When I was almost there, Darth spoke again. “In two hundred feet, your destination will be on the right. Your journey to the dark side is almost complete.”
Why did I get the feeling he was related to Reyes?
“Your destination is on the right.”
“Yeah, okay, got it. Had it before.”
“Your journey to the —”
I exited the app before he could finish his sentence. It seemed wrong to cut him off prematurely, but I could take only so much heavy breathing before inappropriate thoughts involving whipped cream and a Ping-Pong paddle crept into my mind. And I was going to see Garrett Swopes. While not anywhere near the top of my to-do list, the guy’s abs were to die for.
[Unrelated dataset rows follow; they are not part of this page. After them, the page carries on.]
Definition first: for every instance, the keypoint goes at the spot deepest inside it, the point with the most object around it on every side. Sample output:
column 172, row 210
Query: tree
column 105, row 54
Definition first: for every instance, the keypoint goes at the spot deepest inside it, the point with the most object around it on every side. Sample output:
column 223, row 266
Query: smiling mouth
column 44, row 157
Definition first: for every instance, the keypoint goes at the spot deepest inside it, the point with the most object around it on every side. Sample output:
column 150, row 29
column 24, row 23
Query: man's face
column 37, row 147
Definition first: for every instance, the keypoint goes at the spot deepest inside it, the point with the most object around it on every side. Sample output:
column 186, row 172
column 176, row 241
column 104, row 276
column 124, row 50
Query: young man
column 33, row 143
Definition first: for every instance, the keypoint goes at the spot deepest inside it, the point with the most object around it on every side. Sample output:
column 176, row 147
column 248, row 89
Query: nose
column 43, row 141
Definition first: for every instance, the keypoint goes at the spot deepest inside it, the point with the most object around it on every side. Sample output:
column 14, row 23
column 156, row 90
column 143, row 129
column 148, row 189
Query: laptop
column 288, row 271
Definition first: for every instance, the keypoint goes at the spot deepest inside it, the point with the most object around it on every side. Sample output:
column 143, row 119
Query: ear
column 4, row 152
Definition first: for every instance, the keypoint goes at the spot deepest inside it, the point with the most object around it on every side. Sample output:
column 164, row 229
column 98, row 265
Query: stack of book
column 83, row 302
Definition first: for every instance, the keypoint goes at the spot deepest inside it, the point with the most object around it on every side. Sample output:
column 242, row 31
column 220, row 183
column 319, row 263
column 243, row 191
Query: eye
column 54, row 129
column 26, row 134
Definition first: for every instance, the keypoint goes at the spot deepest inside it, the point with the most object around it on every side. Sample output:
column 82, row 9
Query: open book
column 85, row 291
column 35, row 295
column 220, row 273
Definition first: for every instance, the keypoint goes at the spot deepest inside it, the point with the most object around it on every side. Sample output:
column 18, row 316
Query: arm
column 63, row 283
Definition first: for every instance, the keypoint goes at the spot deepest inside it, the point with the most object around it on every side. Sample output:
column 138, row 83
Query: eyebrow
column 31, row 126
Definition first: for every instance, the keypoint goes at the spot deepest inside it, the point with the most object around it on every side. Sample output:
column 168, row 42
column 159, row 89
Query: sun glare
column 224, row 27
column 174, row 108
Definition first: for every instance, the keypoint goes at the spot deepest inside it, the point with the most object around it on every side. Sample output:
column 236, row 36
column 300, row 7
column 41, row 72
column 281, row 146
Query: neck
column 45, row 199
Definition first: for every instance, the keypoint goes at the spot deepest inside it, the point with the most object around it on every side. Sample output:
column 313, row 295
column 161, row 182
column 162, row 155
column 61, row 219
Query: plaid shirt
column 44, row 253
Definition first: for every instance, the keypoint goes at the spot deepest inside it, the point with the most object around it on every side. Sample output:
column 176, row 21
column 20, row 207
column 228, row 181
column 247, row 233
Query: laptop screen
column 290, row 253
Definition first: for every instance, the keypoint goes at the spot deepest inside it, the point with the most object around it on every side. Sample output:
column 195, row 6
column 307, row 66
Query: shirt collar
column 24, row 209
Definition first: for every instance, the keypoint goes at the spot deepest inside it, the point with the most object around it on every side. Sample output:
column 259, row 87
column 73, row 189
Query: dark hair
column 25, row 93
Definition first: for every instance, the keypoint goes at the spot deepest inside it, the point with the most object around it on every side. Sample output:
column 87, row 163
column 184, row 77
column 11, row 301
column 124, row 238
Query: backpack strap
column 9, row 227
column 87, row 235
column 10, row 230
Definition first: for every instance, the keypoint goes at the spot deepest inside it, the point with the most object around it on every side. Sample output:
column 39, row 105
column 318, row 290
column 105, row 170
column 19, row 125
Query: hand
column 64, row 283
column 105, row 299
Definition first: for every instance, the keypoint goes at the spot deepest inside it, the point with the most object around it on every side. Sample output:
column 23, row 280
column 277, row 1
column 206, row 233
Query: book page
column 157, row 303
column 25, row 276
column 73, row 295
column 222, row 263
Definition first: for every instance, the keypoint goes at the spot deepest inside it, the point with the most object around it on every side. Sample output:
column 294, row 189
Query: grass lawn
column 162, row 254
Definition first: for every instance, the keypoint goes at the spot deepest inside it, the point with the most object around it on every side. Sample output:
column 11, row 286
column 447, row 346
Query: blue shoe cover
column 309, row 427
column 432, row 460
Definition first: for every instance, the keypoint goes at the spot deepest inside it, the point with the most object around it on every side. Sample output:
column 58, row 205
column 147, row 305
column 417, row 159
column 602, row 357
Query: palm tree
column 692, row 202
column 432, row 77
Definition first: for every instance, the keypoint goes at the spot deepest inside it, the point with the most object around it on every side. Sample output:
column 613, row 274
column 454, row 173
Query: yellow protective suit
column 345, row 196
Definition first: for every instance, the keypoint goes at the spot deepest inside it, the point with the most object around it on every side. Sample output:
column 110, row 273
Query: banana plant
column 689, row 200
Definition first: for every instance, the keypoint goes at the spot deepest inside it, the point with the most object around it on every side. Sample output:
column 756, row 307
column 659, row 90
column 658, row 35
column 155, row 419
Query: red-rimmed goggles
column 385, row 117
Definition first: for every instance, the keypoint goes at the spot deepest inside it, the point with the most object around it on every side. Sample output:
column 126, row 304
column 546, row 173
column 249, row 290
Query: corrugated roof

I hopped out of Misery, my beloved cherry red Jeep Wrangler, and strolled to his front door. He lived in a small bungalow-style house with lots of lush vegetation, which was kind of unusual for Albuquerque. We were more of a lush-free kind of state. Sparse was more our style. I knocked before realizing his truck wasn’t out front like usual.
The door opened anyway and an exhausted-looking bond enforcement agent in dire need of a shave stood before me. Garrett Swopes was a lot like a hot g*y friend only he wasn’t g*y, which was too bad because then I could tell him how hot he was without him getting the wrong idea. He had smooth mocha-colored skin that made the silvery gray of his eyes even more arresting. And again he had abs to die for as evidenced not by his lack of a shirt but his negligence in buttoning said shirt.
I drank in a hearty swig of Garrett-abs before addressing him. “How’s it hanging, Swopes?” I asked, ducking past him.
He rubbed his eyes with a thumb and index finger. “Charles, it’s late.”
“It’s always late when I come over. At least you weren’t in bed this time.”
After a lengthy sigh to let me know just how annoyed he was pretending to be, he closed the door and headed for the kitchen. For some reason, every time I came over, he felt the need to drink. It was weird. “To what do I owe the pleasure?” he asked.
“To my pleasure, duh. I get all kinds of joy annoying the ever-loving crap out of you.”
“I meant, what’s going on? Is the world ending? Is a mass murderer stalking you? Are you trying to stay up for days at a time to avoid alone time with your evil neighbor?”
Damn. He knew Reyes had moved in next door to me. I’d wanted to be the one to tell him, to break it to him gently. My relationship with Reyes was complicated and, at one point, involved me staying up for days to avoid summoning the guy into my dreams. Unfortunately, Garrett had become a victim of my circumstance. He’d helped me through a rough time and I should’ve been the one to tell him about Reyes’s new pad.
“Who told you I had a new neighbor?” I heard him twist the top off a beer, the snap and hiss strangely comforting.
“I’ve been keeping tabs,” he said.
That probably wasn’t good.
“So what’s going on?” he asked again.
“What? I need a reason to come see my oldest and dearest friend?”
When he walked back to the living room and handed me a Corona, he kind of glared at me before sinking into a recliner.
“Okay, well, my old-ish and most annoying friend anyway.” I sat on the sofa opposite him, taking note of the chaos strewn about the room. Just like the last time I’d come to visit, the coffee table was littered with books and notes on the spiritual realm, heaven and hell, demons and angels. “I’ve been worried about you.”
“Why?” he asked after taking a swig.
“I don’t know. You just seem different now. Distant. Like you have PTSD.”